I drive a lot for work, and I routinely see startling activity by motorists on the highways. For example, just last week on I-84, I observed the following behaviors: eating, brushing crumbs from shirt, drinking coffee, sucking spilled coffee from tie, talking on cell phone, writing notes while on phone call, and singing along with the radio so passionately the driver’s eyes were closed for ten seconds at a time.

And that was just me. Other drivers out there engage in REALLY dangerous behavior.

Oh sure, being distracted while steering a hunk of steel at 70 mph is not the safest thing in the world. But it’s all right when I do it for two reasons: (1) like 99-percent of the population, I’m convinced that I am in the top one-percent of the population when it comes to driving skills and alertness, and (2) just in case my insurance agent is reading this column, I’m only kidding, and I really drive at all times with both hands on the wheel, eyes straight ahead, and the cell phone turned off.

I used to think distracted driving was a big problem on the highways, but now I know the real problem out there is psychotic driving. Some drivers apparently are contestants on a new Reality TV show called, “No One Beats Me!!”

According to the rules of the game, a contestant is eliminated from competition if any car gets to a destination before he does. Therefore, to stay in the running for the grand prize, the contestant must behave like a homicidal maniac whenever an unsuspecting motorist attempts to pass or merge or change lanes.
In a bygone era, if someone’s honor was besmirched, the offending party was challenged to a duel to the death with flintlock pistols. Today, if someone’s honor is besmirched — which occurs when the offending party commits the sin of wanting to merge into traffic and get to a meeting on time — again, it results in a duel to the death. Only nowadays the weapon of choice is not a flintlock pistol, it’s a Ford Explorer. (Although based on some news reports, pistols are still preferred by some motorists. I’m guessing they must be traditionalists.)

Once every few weeks, unfortunately, I have to travel on the Connecticut Turnpike in Fairfield County. This stretch of highway recently received the prestigious designation as a “Historic Perpetual Construction Zone.” The current repair project was begun during the Dwight Eisenhower Administration, and is scheduled to be completed sometime during the Chelsea Clinton Administration in 2039 — unless there are unforeseen delays, such as darkness at night, in which case it will be completed in the year 2439.
On some of the makeshift entrance ramps, I’m forced either to merge quickly into traffic between two fast moving cars, or to smash head-on into a pile of concrete Jersey barriers. Most of the time I chose to merge quickly. But when I do that, it invariably inflames the rage of the motorist directly behind me — obviously a reality TV show contestant — who is then obligated to spend the next 20 miles trying to drive me off the road.

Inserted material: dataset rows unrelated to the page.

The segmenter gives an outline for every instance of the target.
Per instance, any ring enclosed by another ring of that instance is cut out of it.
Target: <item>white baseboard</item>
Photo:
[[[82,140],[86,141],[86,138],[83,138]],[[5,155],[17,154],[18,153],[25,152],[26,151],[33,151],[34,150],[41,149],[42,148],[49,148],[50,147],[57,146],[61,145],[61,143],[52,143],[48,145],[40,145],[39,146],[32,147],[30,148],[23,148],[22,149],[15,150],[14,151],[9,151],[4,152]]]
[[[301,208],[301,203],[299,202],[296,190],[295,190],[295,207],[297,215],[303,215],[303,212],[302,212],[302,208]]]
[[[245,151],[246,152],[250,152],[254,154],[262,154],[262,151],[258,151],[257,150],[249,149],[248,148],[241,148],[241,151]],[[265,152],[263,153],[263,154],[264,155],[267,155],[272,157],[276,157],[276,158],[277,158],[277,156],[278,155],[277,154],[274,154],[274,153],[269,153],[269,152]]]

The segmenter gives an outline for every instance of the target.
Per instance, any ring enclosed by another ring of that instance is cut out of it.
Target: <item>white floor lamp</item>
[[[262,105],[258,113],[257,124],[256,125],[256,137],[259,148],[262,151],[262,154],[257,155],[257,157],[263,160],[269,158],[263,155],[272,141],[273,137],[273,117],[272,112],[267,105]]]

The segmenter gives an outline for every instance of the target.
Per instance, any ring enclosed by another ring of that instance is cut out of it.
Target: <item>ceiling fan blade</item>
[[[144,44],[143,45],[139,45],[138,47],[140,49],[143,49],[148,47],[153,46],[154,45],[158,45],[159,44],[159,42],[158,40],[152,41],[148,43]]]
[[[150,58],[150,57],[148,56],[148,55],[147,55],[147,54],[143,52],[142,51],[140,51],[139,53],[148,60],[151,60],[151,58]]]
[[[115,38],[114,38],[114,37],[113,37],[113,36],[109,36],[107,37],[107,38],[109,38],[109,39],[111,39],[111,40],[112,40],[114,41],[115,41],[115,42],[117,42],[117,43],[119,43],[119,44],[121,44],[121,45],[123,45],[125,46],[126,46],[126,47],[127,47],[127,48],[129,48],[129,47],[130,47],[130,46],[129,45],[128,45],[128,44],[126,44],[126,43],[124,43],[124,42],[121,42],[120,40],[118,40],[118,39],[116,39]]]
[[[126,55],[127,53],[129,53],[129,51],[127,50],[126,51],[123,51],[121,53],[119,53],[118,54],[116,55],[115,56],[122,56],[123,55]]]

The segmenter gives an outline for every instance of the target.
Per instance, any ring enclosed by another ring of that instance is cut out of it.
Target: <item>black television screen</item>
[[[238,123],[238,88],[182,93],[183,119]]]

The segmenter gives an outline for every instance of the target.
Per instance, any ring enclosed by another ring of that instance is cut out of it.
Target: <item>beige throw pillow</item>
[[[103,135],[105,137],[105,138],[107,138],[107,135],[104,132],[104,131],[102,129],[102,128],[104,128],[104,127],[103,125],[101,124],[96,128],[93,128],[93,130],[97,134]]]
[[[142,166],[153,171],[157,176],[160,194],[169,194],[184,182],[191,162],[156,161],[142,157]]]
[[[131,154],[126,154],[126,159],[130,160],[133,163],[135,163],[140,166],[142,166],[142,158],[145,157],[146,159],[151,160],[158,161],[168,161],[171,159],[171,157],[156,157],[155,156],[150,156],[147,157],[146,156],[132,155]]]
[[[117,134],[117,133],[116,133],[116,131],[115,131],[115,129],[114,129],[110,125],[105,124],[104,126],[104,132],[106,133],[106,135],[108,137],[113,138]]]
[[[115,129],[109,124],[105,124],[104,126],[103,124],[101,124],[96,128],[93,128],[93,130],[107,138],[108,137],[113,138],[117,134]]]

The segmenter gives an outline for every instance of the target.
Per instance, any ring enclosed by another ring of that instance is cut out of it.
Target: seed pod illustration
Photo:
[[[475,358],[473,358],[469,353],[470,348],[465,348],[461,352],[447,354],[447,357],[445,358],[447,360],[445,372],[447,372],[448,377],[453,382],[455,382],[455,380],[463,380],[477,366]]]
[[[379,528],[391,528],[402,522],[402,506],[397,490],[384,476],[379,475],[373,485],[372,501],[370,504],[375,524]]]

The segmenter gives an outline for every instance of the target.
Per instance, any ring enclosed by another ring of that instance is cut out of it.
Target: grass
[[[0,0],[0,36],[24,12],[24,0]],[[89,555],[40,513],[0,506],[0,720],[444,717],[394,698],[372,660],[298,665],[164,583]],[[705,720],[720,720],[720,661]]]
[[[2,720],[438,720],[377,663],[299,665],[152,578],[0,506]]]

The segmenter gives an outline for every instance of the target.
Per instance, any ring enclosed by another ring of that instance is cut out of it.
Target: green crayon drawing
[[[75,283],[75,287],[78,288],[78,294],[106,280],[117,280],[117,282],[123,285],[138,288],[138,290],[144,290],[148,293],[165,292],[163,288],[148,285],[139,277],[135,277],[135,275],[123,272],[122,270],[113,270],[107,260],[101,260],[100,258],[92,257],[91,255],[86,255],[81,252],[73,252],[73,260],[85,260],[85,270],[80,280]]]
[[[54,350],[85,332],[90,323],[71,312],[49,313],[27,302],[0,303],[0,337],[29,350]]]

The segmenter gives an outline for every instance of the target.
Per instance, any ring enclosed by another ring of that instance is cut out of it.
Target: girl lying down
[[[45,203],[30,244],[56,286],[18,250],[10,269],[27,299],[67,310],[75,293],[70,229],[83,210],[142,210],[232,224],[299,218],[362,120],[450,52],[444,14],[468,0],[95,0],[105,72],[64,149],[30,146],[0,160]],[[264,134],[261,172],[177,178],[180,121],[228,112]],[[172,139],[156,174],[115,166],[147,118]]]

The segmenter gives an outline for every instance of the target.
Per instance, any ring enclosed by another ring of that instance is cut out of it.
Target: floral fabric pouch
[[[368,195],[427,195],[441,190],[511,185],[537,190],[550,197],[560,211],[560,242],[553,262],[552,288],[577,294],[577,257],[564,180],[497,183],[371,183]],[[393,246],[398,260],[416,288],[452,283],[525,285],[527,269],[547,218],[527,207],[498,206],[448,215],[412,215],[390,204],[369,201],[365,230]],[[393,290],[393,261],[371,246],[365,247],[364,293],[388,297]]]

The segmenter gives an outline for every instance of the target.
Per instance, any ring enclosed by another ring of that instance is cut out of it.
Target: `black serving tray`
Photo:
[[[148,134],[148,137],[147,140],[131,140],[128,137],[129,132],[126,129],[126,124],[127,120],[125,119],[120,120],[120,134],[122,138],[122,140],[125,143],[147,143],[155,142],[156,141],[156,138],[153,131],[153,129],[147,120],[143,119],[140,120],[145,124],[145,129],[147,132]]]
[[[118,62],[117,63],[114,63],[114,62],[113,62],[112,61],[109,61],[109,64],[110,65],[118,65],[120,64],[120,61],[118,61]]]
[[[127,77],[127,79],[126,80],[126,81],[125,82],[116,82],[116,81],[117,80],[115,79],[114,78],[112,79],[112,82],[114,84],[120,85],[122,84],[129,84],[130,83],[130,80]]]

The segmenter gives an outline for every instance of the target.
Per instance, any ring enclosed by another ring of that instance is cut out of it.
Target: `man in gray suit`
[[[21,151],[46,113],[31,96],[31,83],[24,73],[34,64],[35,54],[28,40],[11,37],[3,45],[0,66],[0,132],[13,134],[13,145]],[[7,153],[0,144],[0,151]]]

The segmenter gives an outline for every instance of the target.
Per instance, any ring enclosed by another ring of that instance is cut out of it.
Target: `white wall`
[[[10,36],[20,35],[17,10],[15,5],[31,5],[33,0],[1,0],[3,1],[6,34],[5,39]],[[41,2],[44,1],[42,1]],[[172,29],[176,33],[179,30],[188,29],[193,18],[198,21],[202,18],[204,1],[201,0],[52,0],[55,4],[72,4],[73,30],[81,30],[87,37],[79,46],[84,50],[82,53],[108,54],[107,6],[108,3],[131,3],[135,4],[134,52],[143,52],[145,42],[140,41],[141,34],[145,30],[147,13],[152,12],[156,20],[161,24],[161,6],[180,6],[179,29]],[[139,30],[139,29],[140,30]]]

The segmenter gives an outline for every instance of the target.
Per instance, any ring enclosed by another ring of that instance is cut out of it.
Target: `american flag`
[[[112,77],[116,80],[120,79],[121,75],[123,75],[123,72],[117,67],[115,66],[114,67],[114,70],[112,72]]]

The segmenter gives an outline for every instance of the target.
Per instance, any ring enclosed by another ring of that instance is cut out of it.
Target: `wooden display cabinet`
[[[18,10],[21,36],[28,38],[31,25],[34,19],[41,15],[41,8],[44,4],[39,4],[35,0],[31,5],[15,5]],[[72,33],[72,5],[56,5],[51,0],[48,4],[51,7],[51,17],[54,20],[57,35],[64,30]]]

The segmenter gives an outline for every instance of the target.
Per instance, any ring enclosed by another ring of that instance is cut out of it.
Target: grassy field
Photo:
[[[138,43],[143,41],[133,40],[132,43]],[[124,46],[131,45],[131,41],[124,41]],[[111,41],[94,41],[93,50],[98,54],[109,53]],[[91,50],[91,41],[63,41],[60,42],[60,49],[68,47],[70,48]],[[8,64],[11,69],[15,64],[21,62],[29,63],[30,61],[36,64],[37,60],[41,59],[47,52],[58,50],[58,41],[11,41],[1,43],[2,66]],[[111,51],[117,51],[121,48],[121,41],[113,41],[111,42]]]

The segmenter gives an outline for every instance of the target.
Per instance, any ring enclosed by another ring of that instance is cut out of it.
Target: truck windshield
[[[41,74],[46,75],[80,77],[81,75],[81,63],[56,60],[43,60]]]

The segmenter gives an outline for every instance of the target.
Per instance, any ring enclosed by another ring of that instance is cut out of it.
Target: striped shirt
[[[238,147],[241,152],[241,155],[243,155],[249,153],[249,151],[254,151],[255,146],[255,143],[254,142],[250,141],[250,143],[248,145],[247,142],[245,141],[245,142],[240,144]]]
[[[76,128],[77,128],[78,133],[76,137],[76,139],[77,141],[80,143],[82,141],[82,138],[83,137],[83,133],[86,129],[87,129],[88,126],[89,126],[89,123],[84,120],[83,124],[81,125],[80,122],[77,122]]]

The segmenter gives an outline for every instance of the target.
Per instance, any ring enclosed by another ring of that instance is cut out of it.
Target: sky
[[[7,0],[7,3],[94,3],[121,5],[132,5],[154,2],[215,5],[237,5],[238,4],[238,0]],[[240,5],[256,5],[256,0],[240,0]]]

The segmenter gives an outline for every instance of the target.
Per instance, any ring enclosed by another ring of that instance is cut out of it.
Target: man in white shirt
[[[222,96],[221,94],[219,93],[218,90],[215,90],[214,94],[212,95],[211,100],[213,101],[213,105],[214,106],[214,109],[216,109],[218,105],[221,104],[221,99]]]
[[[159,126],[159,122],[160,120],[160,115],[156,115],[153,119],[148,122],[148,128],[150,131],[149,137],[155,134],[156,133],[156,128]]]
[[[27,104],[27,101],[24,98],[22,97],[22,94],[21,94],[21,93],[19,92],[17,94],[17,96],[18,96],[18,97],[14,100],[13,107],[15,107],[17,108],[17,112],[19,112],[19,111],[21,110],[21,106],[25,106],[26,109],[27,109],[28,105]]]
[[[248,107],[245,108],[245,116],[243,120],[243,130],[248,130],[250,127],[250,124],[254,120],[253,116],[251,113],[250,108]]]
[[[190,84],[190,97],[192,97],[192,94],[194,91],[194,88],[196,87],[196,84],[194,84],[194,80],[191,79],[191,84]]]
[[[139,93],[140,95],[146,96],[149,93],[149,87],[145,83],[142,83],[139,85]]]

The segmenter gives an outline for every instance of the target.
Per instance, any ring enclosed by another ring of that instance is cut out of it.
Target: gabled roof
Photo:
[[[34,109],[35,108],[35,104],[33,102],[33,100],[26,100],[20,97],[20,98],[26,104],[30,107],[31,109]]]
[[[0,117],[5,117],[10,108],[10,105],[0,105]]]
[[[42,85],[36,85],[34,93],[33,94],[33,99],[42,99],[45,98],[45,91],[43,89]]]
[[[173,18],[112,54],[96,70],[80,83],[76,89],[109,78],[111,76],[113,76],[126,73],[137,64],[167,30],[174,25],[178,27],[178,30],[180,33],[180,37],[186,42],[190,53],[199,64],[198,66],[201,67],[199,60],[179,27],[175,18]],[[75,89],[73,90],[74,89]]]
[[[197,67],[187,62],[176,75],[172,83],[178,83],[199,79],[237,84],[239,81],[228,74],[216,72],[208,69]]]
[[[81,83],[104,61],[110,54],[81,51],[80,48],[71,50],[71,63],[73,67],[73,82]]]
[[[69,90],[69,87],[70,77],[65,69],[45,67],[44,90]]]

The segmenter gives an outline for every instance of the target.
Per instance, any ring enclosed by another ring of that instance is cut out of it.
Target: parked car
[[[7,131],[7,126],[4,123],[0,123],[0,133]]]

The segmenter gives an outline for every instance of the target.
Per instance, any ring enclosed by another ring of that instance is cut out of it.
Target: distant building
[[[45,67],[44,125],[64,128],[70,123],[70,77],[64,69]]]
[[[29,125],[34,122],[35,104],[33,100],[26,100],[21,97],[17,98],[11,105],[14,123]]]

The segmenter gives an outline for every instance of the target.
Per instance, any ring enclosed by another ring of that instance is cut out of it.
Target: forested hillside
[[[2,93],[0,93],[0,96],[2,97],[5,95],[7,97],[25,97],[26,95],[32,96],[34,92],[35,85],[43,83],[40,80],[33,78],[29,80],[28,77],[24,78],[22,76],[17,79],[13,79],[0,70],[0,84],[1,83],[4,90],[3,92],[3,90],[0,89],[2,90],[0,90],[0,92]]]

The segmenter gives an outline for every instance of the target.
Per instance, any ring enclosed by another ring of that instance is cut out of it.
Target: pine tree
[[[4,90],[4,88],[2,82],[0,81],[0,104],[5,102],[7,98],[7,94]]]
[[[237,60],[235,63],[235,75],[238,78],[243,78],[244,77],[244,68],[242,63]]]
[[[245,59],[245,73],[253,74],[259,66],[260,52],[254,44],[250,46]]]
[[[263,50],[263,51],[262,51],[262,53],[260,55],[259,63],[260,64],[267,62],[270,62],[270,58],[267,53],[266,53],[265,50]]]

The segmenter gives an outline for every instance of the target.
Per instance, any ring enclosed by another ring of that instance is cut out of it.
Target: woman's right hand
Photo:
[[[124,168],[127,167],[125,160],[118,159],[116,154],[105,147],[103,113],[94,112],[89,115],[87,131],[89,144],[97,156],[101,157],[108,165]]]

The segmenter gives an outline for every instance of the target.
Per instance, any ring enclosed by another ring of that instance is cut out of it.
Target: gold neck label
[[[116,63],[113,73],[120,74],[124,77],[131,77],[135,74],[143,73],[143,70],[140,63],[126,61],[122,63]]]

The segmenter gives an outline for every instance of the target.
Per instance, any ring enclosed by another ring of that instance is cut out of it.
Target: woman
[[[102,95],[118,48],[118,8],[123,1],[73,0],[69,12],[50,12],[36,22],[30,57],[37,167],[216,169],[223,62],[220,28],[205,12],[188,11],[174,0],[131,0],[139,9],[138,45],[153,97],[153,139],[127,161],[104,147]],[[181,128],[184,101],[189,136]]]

Many people say our roads are filled with bad drivers. But think of it this way: each day over 90-percent of drivers get to where they want to go. And almost half of them get there without significant damage to their cars. Since most of the folks behind the wheel are distracted, over-caffeinated kamikazes, I’d say they must be pretty darn good drivers to achieve such a record.

And if you don’t agree, I challenge you to a duel — Ford Explorers at twenty paces.